By Alex Zaharov-Reutt
Thursday, 11 November 2010 00:15
As Samsung’s Galaxy Tab launched yesterday in India, Samsung was launching a 7-inch AMOLED screen and a 10.1-inch prototype tablet at the Flat Panel Displays (FPD) 2010 expo in Japan, giving users a glimpse into Galaxy Tab versions circa 2011!
The old perennial question of when to buy rears its ugly head when it comes to the topic of tablets.
From a gazillion articles talking up iPad competitors, the only a very few have proven noteworthy in this early stage of the tablet game, especially with Apple already having sold over 7m of its “magical and revolutionary” iPads, with Samsung’s Galaxy Tab one of that handful of standouts.
Although Samsung has come to take as many bites of the tablet cherry as it can, as early as it can, Samsung has more customers to please than just the CEO, unlike Apple.
Samsung also showcases its future technologies at trade shows, thus giving us a pretty good guesstiglimpse into the likely future.
Yes, I just guesstimated up a new word there, but hey, it’s all in a day’s work.
Anyway. Samsung’s first tablet effort, the Galaxy Tab, is a polished competitor, exhibiting some of the flair and finesse Apple applies to its products while coming in a much smaller form factor.
Already 7-inch apps have arrived for the device, with more promised to come, but now some are wondering how soon it will be before an AMOLED equipped 7-inch Galaxy Tab successor appears on the marketplace, whether it will cost any more, how Samsung’s 10-inch Galaxy Tab might perform and what it might look like.
The thing is, we knew they were coming as Samsung had already said so, and we all know now that a product’s successor is already being planned once the first version hits store shelves.
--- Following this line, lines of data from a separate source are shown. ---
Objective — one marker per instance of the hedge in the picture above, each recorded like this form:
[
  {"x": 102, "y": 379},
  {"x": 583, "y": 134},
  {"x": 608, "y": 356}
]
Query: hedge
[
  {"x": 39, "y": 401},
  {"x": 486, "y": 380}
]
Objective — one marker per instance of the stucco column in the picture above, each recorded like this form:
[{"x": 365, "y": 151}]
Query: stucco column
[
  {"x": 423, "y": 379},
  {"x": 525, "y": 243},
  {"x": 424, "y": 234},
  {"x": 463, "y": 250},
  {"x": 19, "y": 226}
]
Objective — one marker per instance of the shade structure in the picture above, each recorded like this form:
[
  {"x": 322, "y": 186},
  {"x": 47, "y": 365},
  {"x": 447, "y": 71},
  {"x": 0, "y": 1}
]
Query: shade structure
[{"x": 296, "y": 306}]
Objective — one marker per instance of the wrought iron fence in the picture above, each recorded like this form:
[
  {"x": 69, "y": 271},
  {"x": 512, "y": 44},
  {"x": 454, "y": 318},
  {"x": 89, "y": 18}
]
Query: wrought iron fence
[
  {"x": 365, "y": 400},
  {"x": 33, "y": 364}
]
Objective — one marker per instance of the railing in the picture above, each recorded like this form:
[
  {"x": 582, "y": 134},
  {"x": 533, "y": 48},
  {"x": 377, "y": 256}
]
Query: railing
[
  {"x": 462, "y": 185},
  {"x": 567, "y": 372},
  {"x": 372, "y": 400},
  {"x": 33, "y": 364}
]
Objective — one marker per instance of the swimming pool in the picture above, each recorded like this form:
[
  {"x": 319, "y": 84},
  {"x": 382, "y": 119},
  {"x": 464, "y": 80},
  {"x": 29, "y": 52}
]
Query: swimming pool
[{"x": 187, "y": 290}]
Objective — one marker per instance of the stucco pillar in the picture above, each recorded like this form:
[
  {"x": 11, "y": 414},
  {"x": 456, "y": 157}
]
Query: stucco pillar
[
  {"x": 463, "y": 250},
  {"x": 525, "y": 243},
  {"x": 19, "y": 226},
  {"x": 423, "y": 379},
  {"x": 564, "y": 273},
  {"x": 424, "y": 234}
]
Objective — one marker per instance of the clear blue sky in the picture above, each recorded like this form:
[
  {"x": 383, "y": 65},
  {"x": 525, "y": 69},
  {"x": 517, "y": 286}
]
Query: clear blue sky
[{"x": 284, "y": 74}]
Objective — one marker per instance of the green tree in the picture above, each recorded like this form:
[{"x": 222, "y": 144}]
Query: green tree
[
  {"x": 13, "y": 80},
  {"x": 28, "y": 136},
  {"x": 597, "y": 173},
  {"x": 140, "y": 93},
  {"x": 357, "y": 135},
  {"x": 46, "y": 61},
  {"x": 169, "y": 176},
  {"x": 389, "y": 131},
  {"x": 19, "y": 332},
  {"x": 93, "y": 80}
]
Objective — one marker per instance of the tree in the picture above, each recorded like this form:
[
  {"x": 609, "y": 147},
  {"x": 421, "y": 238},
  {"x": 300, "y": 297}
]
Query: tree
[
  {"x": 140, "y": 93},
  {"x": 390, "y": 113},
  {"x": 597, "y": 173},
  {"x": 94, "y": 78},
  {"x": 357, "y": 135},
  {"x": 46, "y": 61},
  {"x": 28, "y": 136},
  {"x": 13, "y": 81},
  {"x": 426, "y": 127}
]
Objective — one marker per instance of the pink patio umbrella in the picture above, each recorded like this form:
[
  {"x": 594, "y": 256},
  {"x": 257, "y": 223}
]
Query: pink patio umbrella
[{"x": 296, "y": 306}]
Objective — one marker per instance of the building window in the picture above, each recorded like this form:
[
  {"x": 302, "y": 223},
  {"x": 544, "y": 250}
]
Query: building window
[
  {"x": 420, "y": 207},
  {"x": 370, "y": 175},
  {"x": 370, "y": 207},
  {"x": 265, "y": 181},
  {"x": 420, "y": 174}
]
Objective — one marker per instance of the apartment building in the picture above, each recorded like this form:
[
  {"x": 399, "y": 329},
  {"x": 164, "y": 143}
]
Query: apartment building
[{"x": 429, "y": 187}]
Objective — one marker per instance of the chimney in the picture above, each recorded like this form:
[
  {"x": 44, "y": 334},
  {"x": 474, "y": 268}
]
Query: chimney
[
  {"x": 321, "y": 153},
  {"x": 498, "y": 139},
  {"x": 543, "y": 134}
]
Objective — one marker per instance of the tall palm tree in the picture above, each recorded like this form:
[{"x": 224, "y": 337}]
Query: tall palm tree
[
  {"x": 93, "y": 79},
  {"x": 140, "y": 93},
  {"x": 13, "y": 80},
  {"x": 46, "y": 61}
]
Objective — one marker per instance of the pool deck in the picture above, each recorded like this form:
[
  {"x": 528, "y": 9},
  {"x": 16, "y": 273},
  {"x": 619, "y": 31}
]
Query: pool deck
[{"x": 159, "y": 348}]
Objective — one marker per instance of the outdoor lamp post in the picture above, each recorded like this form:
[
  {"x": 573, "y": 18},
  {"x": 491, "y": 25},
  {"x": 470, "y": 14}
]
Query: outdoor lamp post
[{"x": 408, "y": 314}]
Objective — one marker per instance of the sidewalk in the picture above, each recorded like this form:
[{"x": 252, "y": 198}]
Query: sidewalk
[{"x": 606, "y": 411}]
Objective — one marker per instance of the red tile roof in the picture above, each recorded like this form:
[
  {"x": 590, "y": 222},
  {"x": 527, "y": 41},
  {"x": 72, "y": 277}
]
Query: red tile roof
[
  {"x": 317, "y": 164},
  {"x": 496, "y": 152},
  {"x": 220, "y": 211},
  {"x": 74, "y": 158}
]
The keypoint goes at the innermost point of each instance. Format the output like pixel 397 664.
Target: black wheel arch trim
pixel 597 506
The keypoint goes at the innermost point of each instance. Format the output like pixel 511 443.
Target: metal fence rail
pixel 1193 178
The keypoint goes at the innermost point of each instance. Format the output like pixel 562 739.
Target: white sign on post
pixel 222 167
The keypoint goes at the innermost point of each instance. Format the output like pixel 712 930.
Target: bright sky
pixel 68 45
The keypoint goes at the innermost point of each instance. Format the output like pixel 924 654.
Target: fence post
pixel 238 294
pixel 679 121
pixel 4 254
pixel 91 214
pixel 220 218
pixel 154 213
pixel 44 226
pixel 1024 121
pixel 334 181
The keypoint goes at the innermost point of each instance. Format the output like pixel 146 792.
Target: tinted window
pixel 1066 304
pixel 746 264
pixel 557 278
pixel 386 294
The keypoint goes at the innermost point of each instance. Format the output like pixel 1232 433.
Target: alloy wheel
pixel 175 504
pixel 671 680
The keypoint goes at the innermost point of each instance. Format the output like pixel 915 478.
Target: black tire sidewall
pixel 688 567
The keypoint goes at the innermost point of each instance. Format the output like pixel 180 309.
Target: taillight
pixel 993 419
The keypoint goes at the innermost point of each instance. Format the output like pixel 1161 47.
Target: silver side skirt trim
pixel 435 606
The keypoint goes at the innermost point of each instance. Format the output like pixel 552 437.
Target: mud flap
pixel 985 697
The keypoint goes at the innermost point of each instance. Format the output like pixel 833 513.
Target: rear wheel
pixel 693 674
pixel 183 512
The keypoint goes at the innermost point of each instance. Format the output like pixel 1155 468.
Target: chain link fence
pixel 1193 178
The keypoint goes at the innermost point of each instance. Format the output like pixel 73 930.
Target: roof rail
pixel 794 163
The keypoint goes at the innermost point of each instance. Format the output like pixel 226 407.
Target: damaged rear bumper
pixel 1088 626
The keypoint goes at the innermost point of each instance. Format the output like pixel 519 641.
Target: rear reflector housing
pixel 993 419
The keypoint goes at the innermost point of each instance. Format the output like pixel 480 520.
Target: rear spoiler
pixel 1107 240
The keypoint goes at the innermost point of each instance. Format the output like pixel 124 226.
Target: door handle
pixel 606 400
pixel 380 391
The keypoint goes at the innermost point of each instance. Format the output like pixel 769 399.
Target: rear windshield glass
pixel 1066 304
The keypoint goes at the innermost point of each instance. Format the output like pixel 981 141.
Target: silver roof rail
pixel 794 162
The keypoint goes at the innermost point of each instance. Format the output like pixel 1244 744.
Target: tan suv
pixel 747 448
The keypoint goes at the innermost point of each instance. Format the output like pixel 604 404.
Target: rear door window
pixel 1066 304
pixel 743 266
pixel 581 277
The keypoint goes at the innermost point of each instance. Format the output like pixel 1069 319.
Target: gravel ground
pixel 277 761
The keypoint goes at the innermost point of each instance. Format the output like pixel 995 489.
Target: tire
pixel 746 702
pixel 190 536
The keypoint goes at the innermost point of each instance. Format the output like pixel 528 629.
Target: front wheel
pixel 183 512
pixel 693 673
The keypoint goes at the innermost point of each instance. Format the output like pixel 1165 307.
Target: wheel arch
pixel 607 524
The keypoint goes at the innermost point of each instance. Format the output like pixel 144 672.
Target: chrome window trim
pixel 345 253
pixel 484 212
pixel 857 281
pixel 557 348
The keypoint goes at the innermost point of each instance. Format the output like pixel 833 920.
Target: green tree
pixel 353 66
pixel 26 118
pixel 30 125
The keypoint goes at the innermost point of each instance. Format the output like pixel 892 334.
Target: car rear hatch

The question is how much a particular item can help to improve your life now, and where you are in the cycle of expected product updates, so you aren’t feeling like a chump having bought “the latest” model only to have it totally superseded by the brand-new, expensive and naturally must-have new model only two months later.
In theory, Australians won’t be able to buy any new iPad until anytime between March and July next year. Any new Samsung Tab is unlikely to come out any earlier, and might come out even later, although a lot likely depends on how quickly Google gets Android 2.3 and 3.0 out the door.
After all, Galaxy Tabs only launched into the global marketplace over the last couple of weeks, but if you thought mobile phone evolution was hot, tablet evolution is getting set to run even hotter.
If you can see that a tablet will improve your life in a meaningful way above and beyond a netbook, notebook or MacBook Air, then by all means investigate them, and if one appeals and it’s in your budget, then buy one, whichever model it is you have chosen.
Alternatively, satisfying your need for mobility may be better served with a netbook, notebook or MacBook Air, or waiting for a better tablet tomorrow.
But if you choose to wait for tomorrow, or go with watch closely and choose wisely from new the technologies on offer as unveiled, to best avoid buyer’s remorse and any sorrow!